At nights there were drums in the distance. Not the martial roll of marching, nor yet a threatening note of savage hate. Just drums, many miles away, throbbing rhythm for native dances or exorcising, perhaps, the forest-night demons. He assumed these Venusians had their superstitions, all other races had. There was no threat, for him, in that throbbing that was like the beating of the jungle’s heart.

Mr. Smith knew that, for although his choice of destinations had been a hasty choice, yet there had been time for him to read the available reports. The natives were harmless and friendly. A Terran missionary had lived among them some time ago–before the outbreak of the war. They were a simple, weak race. They seldom went far from their villages; the space-radar operator who had once occupied the shack reported that he had never seen one of them.

So, there would be no difficulty in avoiding the natives, nor danger if he did encounter them.

Nothing to worry about, except the bitterness.

Not the bitterness of regret, but of defeat. Defeat at the hands of the defeated. The damned Martians who came back after he had driven them halfway across their damned arid planet. The Jupiter Satellite Confederation landing endlessly on the home planet, sending their vast armadas of spacecraft daily and nightly to turn his mighty cities into dust.

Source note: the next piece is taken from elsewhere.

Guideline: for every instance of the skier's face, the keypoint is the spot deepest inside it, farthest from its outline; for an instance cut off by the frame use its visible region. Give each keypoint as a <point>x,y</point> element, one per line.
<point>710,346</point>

In spite of everything; in spite of his score of ultra-vicious secret weapons and the last desperate efforts of his weakened armies, most of whose men were under twenty or over forty.

The treachery even in his own army, among his own generals and admirals. The turn of Luna, that had been the end.

His people would rise again. But not, now after Armageddon, in his lifetime. Not under him, nor another like him. The last of the dictators.

Hated by a solar system, and hating it.

It would have been intolerable, save that he was alone. He had foreseen that–the need for solitude. Alone, he was still Number One. The presence of others would have forced recognition of his miserably changed status. Alone, his pride was undamaged. His ego was intact.